Rich Horton Reviews Short Fiction: BCS, Lightspeed, Clarkesworld, Galaxy’s Edge, Kaleidotrope, and Apex

Beneath Ceaseless Skies Science Fiction Fantasy Magazine ReviewBeneath Ceaseless Skies, 2/1/18, 2/15/18, 3/1/18
Lightspeed 2/18, 3/18
Clarkesworld 1/18, 2/18
Galaxy’s Edge 1/18
Kaleidotrope Winter ’18
Apex 2/18

February is Science-Fantasy Month at Be­neath Ceaseless Skies, one of my favorite times!

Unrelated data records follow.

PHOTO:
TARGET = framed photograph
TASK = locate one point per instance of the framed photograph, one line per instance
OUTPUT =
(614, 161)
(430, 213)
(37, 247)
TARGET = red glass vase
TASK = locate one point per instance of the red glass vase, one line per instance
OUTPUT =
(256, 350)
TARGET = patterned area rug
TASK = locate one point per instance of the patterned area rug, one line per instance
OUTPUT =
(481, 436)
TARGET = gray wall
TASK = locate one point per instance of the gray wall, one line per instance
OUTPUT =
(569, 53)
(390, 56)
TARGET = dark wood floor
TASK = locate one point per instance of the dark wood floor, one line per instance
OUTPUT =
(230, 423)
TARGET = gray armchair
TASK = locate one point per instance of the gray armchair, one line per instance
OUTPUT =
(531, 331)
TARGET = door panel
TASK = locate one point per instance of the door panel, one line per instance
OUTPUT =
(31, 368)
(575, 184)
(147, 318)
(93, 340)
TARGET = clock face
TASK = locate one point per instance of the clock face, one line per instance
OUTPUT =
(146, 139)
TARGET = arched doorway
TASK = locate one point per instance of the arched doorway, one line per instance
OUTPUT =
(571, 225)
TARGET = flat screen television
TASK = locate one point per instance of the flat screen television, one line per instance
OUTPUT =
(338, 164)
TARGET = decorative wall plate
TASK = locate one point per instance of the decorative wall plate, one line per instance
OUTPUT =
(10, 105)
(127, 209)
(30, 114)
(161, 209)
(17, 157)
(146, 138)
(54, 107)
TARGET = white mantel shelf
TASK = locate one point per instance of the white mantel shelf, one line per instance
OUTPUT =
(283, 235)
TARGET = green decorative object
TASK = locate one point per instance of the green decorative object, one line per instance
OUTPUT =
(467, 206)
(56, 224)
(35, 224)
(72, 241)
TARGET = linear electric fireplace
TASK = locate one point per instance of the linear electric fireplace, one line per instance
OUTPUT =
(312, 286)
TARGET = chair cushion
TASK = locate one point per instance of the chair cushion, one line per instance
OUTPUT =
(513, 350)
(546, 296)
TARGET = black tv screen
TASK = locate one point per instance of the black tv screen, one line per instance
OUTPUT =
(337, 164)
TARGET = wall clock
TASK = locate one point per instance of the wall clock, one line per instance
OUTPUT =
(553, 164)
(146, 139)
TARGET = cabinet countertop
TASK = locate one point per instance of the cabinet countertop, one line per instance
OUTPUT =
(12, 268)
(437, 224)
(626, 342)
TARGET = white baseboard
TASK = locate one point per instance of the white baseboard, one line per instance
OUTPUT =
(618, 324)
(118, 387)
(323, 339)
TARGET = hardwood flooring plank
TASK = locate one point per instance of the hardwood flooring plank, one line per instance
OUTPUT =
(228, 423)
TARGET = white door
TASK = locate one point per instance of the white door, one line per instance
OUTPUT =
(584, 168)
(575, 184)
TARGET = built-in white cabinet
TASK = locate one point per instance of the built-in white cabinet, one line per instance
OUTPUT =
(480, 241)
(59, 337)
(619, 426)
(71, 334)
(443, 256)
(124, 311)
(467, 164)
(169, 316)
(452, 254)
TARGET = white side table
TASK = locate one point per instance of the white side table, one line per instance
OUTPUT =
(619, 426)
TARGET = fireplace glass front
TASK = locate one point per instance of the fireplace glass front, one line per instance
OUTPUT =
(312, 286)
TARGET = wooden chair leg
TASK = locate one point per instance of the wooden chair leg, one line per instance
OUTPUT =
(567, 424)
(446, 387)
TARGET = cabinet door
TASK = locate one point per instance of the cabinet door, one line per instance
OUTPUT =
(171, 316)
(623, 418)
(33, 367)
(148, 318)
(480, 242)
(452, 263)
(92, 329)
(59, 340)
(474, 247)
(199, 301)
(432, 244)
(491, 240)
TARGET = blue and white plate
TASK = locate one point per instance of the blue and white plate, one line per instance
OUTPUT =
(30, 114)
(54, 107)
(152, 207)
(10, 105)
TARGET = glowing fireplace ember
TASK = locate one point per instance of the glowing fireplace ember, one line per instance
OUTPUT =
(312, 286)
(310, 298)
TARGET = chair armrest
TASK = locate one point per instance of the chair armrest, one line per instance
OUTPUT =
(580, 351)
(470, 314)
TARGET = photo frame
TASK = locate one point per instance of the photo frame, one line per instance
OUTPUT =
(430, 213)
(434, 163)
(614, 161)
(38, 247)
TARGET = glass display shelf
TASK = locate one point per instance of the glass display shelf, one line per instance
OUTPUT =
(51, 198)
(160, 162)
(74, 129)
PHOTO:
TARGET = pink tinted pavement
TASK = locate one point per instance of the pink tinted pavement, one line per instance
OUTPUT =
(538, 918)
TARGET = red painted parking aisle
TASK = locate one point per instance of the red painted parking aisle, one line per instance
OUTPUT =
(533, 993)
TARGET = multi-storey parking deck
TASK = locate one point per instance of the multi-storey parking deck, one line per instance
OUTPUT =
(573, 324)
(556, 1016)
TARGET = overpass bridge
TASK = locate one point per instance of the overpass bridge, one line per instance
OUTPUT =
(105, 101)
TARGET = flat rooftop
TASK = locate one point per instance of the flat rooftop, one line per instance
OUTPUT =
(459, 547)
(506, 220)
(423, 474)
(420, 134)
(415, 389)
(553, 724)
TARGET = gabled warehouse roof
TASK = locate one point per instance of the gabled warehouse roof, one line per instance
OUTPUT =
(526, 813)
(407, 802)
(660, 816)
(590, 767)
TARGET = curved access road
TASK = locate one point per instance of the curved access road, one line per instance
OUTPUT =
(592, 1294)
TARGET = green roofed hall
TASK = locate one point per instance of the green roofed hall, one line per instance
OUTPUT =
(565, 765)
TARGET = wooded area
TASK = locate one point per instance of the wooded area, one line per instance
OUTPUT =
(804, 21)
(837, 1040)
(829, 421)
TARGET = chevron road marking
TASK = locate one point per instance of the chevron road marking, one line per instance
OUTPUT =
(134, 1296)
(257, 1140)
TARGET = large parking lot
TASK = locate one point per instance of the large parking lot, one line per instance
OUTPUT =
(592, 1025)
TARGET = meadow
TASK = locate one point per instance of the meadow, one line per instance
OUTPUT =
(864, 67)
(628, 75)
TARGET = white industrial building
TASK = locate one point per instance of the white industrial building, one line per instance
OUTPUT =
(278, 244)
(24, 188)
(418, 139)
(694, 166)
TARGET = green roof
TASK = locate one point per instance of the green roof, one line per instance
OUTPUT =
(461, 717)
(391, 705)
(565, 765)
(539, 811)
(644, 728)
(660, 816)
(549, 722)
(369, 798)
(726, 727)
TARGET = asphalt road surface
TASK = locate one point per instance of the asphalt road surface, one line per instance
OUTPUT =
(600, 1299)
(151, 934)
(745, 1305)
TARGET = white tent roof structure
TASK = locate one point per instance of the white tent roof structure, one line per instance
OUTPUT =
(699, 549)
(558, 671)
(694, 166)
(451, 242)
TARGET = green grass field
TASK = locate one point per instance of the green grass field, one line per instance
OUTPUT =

And as a bonus, this year it extends to the first day in March, so there are three is­sues of stories that mix SF and fantasy (often by describing SFnal situations in the language of fantasy.) My favorite from the first issue was “The Starship and the Temple Cat“, by Yoon Ha Lee, which really does mix out-and-out fan­tasy with SF (unlike Lee’s novels, which I read as being pure SF in a milieu describable to us only in a way that seems like fantasy). The cat is a ghost, in its spectral sense the only survivor of a space station destroyed by a galactic warlord’s forces. The starship is one of the fleet that destroyed the space station, and it has returned out of some­thing like guilt after the death of its captain. And somehow the two meet, and through poetry and music, find a way to resist the warlord’s forces.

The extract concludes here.